Finite element simulation of skin growth in pediatric scalp reconstruction using a kinematic growth model (reprinted from [98], copyright 2013, with permission from Elsevier)

5.4 Eye

Soft tissue G&R in the eye may play important roles in diseases like glaucoma, and has thus been studied by kinematic growth models [99, 100]. In particular, mechano-regulated thickening of the lamina cribrosa in early glaucoma was modeled and reorientation of collagen fibers in the corneo-scleral shell (Fig. 8).

Fig. 8
figure 8

Shown is a G&R simulation of early thickening in glaucoma of the lamina cribrosa, a porous collagen structure through which axons pass. Such models can help explain experimental findings, as noted in the original paper (reprinted from [100], copyright 2012, with permission from Elsevier)
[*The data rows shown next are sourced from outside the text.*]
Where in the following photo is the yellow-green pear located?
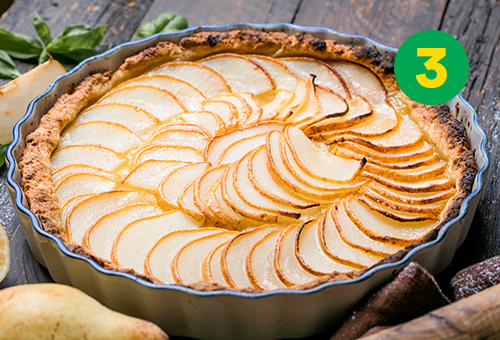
[0,283,168,340]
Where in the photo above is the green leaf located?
[137,12,188,38]
[0,143,10,168]
[0,50,21,79]
[31,12,52,46]
[46,24,106,56]
[0,28,43,59]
5.5 Tissue cultures and tissue engineering

Collagen gels seeded with fibroblasts are important model systems to study fundamental mechanisms in soft tissue G&R [25, 40, 101]. To understand better the experimental observations made in such gels kept in tissue cultures, computational models of G&R have been increasingly used over the last decade [62, 102]. Similarly, such models [103107] have been successfully applied to help tissue engineer artificial blood vessels and heart valves (Fig. 9).

Fig. 9
figure 9

Finite element simulation of radial strain in tissue engineered heart valves after load-driven remodeling (reprinted from [107], DOI 10.1016/j.jmbbm.2015.10.001, under Creative Commons license [97])

6 Conclusions

Load-bearing collagenous soft tissues exhibit complex mechanical behaviors, but also a remarkable ability to adapt to perturbations in mechanical loading. The past two decades have seen significantly increased attention in the biomechanics community to mathematically modeling the associated growth (changes in mass) and remodeling (changes in structure). Because of the finite deformations involved, the kinematics of G&R necessarily includes multiplicative decompositions into elastic and inelastic deformations, independent of approach. Kinematic growth theory provides a computationally inexpensive means to capture consequences of G&R, though without detail on the mechanobiological processes of turnover of individual constituents having individual properties. Another approach, that of a constrained mixture, can capture many aspects of chemomechanically stimulated remodeling and turnover of individual matrix constituents, but requires a computationally expensive tracking of a multitude of reference configurations for each constituent. Hybrid approaches attempt to exploit advantages of kinematic theories while retaining some features of constrained mixture theories, though with the loss of some generality in describing actual history-dependent mechanobiological processes. As is the case with most constitutive formulations, the method chosen should be based upon the question at hand with an appreciation of the associated limitations. New concepts such as mechanobiological stability and adaptivity promise to yield increasing insight into principles of G&R, but much remains to be accomplished. Continued studies should be motivated directly by the unique mechanisms that cells use to establish, maintain, remodel, repair, or remove functional tissue and organs, including cell-mediated incorporation of new matrix under stress.